An article by Leser and Asenjo (J. Chromatogr. 584:43-57 [1992]), though entitled "Rational design of purification processes for recombinant proteins", has useful comments on all industrial processes and indeed all protein purification.  They have five rules, some of which should be self-evident by now:

"Rule 1: Choose separation processes based on different physical, chemical or bio­chemical properties."  Repeating the same process doesn't gain much, though sometimes it makes a later step more efficient.

"Rule 2: Separate the most plentiful impurities first."  This means especially non-protein impurities such as cell debris and small molecules.

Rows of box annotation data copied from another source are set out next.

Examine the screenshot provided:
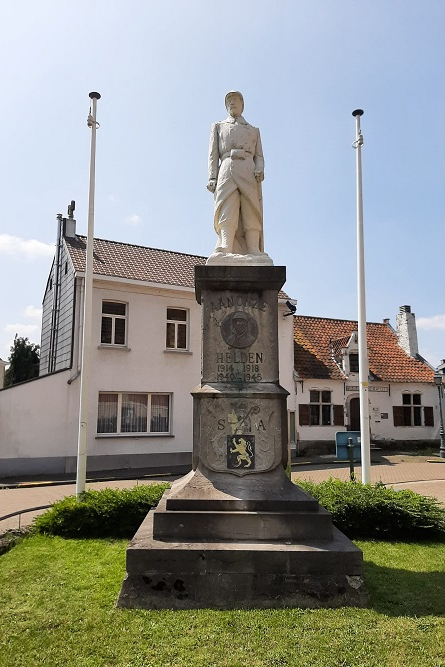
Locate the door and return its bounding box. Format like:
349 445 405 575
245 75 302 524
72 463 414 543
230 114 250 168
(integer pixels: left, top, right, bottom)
349 398 360 431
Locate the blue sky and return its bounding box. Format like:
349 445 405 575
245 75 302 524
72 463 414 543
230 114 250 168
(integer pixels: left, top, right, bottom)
0 0 445 365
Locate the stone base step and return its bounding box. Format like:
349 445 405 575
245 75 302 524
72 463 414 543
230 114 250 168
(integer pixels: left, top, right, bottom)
118 512 367 609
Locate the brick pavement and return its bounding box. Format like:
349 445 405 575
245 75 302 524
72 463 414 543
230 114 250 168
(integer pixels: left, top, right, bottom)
0 454 445 534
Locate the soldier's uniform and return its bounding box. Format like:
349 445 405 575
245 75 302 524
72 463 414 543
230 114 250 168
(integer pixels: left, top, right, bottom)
209 116 264 253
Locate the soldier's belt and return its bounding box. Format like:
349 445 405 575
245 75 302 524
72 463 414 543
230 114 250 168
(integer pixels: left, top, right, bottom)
221 148 252 162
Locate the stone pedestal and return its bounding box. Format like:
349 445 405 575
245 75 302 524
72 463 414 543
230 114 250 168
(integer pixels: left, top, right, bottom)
118 265 366 609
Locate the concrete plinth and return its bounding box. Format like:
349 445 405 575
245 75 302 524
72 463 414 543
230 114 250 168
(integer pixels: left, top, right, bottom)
118 500 366 609
118 266 366 609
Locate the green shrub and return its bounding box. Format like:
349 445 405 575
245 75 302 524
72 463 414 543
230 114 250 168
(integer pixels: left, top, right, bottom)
34 484 169 538
298 478 445 540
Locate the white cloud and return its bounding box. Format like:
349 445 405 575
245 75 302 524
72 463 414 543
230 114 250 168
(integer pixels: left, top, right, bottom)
416 315 445 330
0 234 54 259
22 306 42 320
3 322 40 336
125 213 142 227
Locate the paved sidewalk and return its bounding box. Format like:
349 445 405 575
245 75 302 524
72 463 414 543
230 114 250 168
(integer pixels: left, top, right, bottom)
0 454 445 534
292 454 445 505
0 477 176 535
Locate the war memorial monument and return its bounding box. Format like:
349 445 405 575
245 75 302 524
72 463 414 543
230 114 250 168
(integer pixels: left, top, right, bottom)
118 91 366 609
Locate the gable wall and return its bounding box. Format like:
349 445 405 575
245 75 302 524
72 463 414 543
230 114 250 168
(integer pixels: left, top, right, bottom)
40 242 75 375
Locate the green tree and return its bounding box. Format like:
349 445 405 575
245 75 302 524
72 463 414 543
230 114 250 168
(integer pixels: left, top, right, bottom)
3 334 40 387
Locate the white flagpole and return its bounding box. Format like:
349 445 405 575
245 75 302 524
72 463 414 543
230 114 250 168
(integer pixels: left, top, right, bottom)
352 109 371 484
76 93 100 497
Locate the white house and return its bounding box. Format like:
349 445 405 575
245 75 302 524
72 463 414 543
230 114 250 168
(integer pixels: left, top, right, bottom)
294 306 439 451
0 209 439 477
0 211 294 477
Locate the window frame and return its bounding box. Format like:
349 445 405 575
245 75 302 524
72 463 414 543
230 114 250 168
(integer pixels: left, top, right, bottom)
165 306 190 352
349 352 360 373
402 391 423 427
100 299 128 348
309 389 334 426
96 391 173 438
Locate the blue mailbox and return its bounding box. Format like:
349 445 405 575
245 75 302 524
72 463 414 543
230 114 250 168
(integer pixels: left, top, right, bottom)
335 431 362 462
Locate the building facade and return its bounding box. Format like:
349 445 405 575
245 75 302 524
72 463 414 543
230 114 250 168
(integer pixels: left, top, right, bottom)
294 306 439 451
0 218 293 477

"Rule 3: Choose those processes that will exploit the differences in the physicochem­ical properties of the product and impurities in the most efficient manner."  This is done when you know the properties of the purified protein and are designing a large scale process, which you want to be as efficient as possi­ble.  For purification of a recombinant protein it is also useful to know prop­erties of the commonest proteins of the host cell, and how to remove them efficiently.

"Rule 4: Use a high-resolution step as soon as possible."  This is less obvious, but eliminates as many impurities as possible at an early stage.  They mean affinity chromato­graphy where possible, otherwise probably ion exchange chromatography.

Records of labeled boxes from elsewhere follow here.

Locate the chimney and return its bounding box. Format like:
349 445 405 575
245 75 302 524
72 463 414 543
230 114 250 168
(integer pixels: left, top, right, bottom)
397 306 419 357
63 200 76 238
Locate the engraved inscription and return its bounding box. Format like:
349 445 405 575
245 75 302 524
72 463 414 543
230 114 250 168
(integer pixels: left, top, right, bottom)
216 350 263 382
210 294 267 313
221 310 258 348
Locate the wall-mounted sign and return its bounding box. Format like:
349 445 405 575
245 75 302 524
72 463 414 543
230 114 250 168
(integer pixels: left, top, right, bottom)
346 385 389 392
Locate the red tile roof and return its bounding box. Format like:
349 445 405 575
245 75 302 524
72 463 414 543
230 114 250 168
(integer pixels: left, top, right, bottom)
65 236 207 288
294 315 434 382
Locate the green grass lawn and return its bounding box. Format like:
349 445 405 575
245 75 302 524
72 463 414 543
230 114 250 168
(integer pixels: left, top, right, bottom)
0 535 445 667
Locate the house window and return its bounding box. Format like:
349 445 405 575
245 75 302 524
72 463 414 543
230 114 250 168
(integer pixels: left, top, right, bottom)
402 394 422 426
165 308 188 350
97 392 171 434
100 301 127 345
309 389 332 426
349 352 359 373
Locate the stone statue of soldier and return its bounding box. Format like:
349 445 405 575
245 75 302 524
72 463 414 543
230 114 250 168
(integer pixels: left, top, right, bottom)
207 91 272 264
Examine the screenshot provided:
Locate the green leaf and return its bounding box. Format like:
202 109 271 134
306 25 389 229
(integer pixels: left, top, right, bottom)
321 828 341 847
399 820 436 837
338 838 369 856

"Rule 5: Do the most arduous step last."  This means removal of the last few per cent impurities.  High resolution gel filtration is often the best step here.

A further point they make for industrial processes is that if the product is to be used in humans, the whole process has to be approved by the FDA and cannot be changed later, so you had better make it as efficient as possible to begin with.  The need for this caution is shown in the case of the fatal disease caused by some prep­arations of l-tryptophan used as dietary supplement.  The Japanese producers had upped the production of tryptophan using a recombin­ant organism by so much that they skipped a step previously used in the purification.  Unfortunately this meant they didn't get rid of a toxic by-product removed by the previous process.

They go on to process design and mathematical modeling using "expert systems", which are matters for biochemical engineers more than for us.